- Born: January 21 Shreveport, Louisiana, U.S.
- Education: Collin College
- Occupation: Actor
- Years active: 2009–present
- Known for: Snowfall
- Height: 6 ft 1 in (1.85 m)
- Spouse: Hollye Hudson

= Carter Hudson =

American actor

Carter Hudson is an American actor, born on January 21 in Shreveport, Louisiana. He is best known for starring on John Singleton's crime drama Snowfall, which debuted 5 July 2017 on FX and ended in 2023 after six seasons.

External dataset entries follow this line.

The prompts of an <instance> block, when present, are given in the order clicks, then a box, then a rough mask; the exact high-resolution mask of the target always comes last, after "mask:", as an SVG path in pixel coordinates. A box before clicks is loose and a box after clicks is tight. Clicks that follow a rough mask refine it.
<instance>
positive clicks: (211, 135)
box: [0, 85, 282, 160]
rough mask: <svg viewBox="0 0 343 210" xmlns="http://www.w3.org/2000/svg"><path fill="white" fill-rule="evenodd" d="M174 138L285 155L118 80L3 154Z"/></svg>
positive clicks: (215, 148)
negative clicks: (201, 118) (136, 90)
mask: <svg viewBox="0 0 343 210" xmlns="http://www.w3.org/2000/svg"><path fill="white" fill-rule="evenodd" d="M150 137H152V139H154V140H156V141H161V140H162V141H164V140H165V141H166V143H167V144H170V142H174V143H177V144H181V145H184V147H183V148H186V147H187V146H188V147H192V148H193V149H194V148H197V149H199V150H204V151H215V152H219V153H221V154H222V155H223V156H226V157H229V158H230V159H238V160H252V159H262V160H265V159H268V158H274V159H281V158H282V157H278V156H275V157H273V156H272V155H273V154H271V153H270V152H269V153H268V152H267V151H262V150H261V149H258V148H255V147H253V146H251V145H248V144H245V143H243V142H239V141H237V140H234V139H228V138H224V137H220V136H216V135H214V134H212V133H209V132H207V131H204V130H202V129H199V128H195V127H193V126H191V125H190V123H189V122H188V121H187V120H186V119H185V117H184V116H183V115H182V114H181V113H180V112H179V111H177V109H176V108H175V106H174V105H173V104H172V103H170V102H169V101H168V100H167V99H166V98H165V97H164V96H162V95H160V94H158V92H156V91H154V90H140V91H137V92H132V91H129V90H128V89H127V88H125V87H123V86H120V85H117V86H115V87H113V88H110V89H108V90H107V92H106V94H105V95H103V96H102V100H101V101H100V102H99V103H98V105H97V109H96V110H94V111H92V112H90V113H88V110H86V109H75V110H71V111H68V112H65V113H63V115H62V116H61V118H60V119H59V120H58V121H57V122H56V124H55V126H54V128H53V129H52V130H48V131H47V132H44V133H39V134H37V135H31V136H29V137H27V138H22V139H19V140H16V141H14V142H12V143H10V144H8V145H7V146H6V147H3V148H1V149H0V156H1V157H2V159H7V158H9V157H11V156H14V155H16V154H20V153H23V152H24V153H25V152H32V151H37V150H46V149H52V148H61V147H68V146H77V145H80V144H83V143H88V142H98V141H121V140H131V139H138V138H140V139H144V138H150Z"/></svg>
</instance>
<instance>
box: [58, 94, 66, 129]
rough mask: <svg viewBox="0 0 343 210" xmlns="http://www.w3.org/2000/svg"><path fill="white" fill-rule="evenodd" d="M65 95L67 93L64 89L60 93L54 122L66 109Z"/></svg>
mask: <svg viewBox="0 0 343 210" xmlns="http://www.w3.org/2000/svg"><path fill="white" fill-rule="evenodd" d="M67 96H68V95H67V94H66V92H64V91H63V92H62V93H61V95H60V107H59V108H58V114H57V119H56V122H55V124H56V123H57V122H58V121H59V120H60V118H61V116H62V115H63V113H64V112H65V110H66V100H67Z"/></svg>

== Early life and education ==
Carter Hudson attended Collin College in Texas before transferring to the SUNY Purchase Conservatory of Theater Arts in New York, graduating in 2009. After graduating, Hudson began his career in theater, landing roles in several productions. Some of his notable early works include Honus and Me (2009) at Mountain Playhouse in Pennsylvania, The Chosen (2010) at Portland Center Stage in Oregon, The Effect (2012) by Lucy Prebble, and A Crime to Remember (2013).

== Career ==
Hudson gained recognition for his portrayal of Teddy McDonald, a CIA operative, in the FX series Snowfall, which premiered in 2017.

== Filmography ==

=== Television ===

- A Crime to Remember (2013)
- The Night Of (2016)
- Snowfall (2017) as Teddy McDonald
- The L Word: Generation Q (Showtime)
- The Wilds (2020)
- Dear Edward (2023)
- American Horror Story: Delicate (2023)

=== Film ===

- The Cherry Orchard (2016)
- Call Jane (2022)

=== Theatre ===

- Honus and Me (2009) at Mountain Playhouse in Pennsylvania
- The Chosen (2010) at Portland Center Stage in Oregon
- The Effect (2012) by Lucy Prebble
- Good Night, and Good Luck (2025), George Clooney's Broadway adaptation of his 2005 film of the same name.

=== Video games ===
Red Dead Redemption (voice role)

== Personal life ==
Carter Hudson has been married to actress Hollye Hudson (née Gilbert) since June 21, 2014.